Open System Services Management and Operations Guide (G06.29+, H06.07+)

Managing With the Shell
Open System Services Management and Operations Guide527191-005
9-9
Defragmenting Disks
The find command searches for files that match criteria you set; for example, it can
find all the files in a directory that have not been accessed in a specified number of
days. It can then perform an action you specify, such as deleting the files it finds. For
detailed information about the find command, see the find(1) reference page
either online or in the Open System Services Shell and Utilities Reference Manual.

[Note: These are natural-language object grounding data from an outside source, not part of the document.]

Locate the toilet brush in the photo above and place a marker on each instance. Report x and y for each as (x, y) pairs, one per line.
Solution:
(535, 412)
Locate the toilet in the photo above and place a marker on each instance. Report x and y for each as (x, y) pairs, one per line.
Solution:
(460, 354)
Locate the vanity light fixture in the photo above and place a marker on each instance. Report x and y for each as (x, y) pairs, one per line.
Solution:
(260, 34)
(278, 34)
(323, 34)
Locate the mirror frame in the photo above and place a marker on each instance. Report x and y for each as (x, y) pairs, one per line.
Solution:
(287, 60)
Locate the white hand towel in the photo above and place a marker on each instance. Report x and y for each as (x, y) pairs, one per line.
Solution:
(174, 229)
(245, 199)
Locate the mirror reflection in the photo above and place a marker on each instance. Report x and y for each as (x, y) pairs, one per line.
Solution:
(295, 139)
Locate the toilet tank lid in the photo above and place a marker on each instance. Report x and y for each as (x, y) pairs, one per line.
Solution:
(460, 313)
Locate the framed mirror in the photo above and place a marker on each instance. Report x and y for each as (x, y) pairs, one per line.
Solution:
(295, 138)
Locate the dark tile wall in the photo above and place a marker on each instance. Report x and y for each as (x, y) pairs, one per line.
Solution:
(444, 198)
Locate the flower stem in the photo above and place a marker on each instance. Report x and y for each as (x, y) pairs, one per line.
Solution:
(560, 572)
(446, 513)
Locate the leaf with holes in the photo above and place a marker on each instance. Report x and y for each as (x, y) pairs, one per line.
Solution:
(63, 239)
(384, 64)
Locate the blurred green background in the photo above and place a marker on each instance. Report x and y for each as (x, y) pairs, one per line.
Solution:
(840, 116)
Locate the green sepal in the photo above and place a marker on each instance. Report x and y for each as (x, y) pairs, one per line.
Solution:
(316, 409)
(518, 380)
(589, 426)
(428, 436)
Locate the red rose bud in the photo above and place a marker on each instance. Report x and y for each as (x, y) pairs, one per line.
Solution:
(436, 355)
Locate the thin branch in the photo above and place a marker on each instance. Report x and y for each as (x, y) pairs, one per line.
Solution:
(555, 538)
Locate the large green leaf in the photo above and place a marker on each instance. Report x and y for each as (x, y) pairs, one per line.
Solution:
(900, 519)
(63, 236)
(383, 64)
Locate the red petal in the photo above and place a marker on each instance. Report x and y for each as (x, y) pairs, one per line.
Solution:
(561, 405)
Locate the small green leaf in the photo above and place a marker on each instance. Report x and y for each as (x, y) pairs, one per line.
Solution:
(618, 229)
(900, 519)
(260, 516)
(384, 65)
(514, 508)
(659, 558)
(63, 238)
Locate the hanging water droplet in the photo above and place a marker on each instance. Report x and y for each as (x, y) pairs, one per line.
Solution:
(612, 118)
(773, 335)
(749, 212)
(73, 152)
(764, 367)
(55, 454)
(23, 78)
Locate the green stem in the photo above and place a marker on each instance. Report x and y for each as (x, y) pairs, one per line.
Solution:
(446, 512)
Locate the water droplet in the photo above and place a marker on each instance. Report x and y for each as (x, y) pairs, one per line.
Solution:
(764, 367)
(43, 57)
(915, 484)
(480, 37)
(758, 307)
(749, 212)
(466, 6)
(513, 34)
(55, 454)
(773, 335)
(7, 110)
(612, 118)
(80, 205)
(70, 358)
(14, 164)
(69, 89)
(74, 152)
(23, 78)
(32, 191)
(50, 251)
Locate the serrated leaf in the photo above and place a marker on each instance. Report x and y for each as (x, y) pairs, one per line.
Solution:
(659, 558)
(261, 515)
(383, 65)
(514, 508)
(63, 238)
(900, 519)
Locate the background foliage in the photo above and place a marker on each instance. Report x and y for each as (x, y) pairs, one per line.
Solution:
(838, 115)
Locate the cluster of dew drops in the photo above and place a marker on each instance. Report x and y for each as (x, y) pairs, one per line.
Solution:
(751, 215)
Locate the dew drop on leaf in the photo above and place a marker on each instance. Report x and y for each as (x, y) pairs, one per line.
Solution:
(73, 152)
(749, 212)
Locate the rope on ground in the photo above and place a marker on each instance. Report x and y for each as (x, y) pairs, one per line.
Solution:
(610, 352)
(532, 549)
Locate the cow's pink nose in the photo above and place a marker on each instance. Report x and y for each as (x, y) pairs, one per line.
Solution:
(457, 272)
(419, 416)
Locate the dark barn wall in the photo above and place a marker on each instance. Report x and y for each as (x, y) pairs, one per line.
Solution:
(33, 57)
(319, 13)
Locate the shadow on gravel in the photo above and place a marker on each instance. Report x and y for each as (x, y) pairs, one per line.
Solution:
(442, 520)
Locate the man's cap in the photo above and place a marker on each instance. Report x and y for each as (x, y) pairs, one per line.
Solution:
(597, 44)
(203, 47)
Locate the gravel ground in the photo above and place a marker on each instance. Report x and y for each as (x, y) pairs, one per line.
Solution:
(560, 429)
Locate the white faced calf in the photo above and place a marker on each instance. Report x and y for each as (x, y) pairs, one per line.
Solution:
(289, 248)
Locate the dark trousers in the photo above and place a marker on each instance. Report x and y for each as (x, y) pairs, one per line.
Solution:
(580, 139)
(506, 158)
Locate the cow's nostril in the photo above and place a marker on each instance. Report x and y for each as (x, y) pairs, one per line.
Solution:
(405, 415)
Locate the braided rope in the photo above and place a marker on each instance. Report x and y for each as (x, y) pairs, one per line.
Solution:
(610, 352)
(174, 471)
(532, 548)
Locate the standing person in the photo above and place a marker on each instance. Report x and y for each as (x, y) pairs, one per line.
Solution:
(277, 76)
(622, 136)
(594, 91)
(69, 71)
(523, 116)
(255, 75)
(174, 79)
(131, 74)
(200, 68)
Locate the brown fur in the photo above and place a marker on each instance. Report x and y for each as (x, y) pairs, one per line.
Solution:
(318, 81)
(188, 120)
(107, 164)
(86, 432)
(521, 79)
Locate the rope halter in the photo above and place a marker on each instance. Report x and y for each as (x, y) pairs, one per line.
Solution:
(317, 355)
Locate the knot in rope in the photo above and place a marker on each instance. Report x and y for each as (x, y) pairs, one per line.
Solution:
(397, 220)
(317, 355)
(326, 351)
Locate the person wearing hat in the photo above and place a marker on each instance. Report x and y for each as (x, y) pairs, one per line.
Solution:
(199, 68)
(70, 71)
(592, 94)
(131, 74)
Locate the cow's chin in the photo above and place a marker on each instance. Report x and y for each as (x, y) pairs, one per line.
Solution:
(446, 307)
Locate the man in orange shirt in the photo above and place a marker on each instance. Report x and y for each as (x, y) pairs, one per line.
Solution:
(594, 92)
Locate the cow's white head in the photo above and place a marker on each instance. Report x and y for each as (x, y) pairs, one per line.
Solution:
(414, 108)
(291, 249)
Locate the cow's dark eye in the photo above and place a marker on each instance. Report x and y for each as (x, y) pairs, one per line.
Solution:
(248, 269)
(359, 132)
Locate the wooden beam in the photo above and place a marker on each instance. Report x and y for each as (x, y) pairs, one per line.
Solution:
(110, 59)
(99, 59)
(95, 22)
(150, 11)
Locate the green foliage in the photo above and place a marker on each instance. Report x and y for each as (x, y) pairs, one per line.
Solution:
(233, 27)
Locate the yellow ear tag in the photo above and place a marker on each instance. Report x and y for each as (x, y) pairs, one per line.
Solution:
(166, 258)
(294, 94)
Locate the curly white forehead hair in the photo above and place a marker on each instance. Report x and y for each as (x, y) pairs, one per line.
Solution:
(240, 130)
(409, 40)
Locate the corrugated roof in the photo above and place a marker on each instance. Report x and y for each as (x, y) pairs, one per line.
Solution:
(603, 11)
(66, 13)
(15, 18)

You can create shell scripts that use the find command to delete files and then invoke
the scripts periodically with either the OSS shell cron command or the optional
Guardian NetBatch product, as described in Scheduling Periodic Tasks on page 2-34.
You would invoke the OSS environment with the TACL OSH command. You can run a
single OSS shell command such as find from within a NetBatch job by using a job file
that contains the following OSH command line:
OSH <- >outlog 2>errlog -c "command"
This command closes stdin, directs stdout to the file specified as errlog, directs
stderr to the file specified as outlog, then runs the specified command.
Here are some examples of using the find command to locate and delete files:
Delete all files in /var/tmp whose names begin with TMP that have not been
accessed in thirty days:
find /var/tmp -name 'TMP*' -atime -30 | xargs rm
Delete all files that are named a.out or whose names end in .o that have not
been accessed in sixty days:
find / -W NOG -W NOE \( -name a.out -o -name '*.o' \) \
-atime -60 | xargs rm
Defragmenting Disks
OSS development environments might be similar to UNIX environments in that users
can create a large number of small files. Such files fragment your disks and slow down
disk access considerably. To restore optimum disk access speed, run the Guardian
Disk Space Analysis Program/Disk Compression Program (DSAP/DCOM) utility
periodically to defragment the disks.
You can do this:
Automatically with either the OSS shell cron command or the optional Guardian
NetBatch product
While the OSS environment is running
Without stopping any filesets before you run DCOM
Note. OSS file opens do not work on Guardian processes such as the NetBatch process
$ZBAT. To work around this, redirect stdin, stdout, and stderr to files that can be opened
by the OSS environment, or close these files if they are not being used.